Don’t know about you but my weekend is filled with pieces to finish, students’ classwork awaiting feedback and unwritten blogs. All of this is hard mental labour and it can be exhausting.

It’s reasonable to wonder why. After all, physical work depletes the body’s store of energy and this is a documented fact. Mental activity seems so much less arduous.

Why should my computer seem so like a coalface? Apparently, because it is.

The Economist’ reports on a new paper in ‘Current Biology’, a biweekly peer-reviewed scientific journal, which explains that cognitive work results in chemical changes in the brain.
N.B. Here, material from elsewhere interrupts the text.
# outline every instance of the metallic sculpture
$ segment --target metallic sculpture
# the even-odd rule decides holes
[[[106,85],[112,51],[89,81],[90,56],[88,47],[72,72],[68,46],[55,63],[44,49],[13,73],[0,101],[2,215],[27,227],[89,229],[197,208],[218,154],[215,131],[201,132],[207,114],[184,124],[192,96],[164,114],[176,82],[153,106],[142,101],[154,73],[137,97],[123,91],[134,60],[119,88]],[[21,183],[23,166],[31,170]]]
The changes present behaviourally as fatigue and serve as a signal to stop working.

The paper comes from research conducted by a team of scientists led by Antonius Wiehler of Pitié-Salpêtrière University Hospital, in Paris. ‘The Economist’ writes that the team “looked at things from what is termed a neurometabolic point of view”. The hypothesis was that cognitive fatigue results from an accumulation of a certain chemical – glutamate – in the region of the brain underpinning control. “Their analysis indicated higher concentrations of glutamate in the synapses of a hard-task participant’s lateral prefrontal cortex.”

In layman’s language, thinking hard means more glutamate and so, more fatigue.

The answer, it seems, is the natural one: sleep.

Off to bed.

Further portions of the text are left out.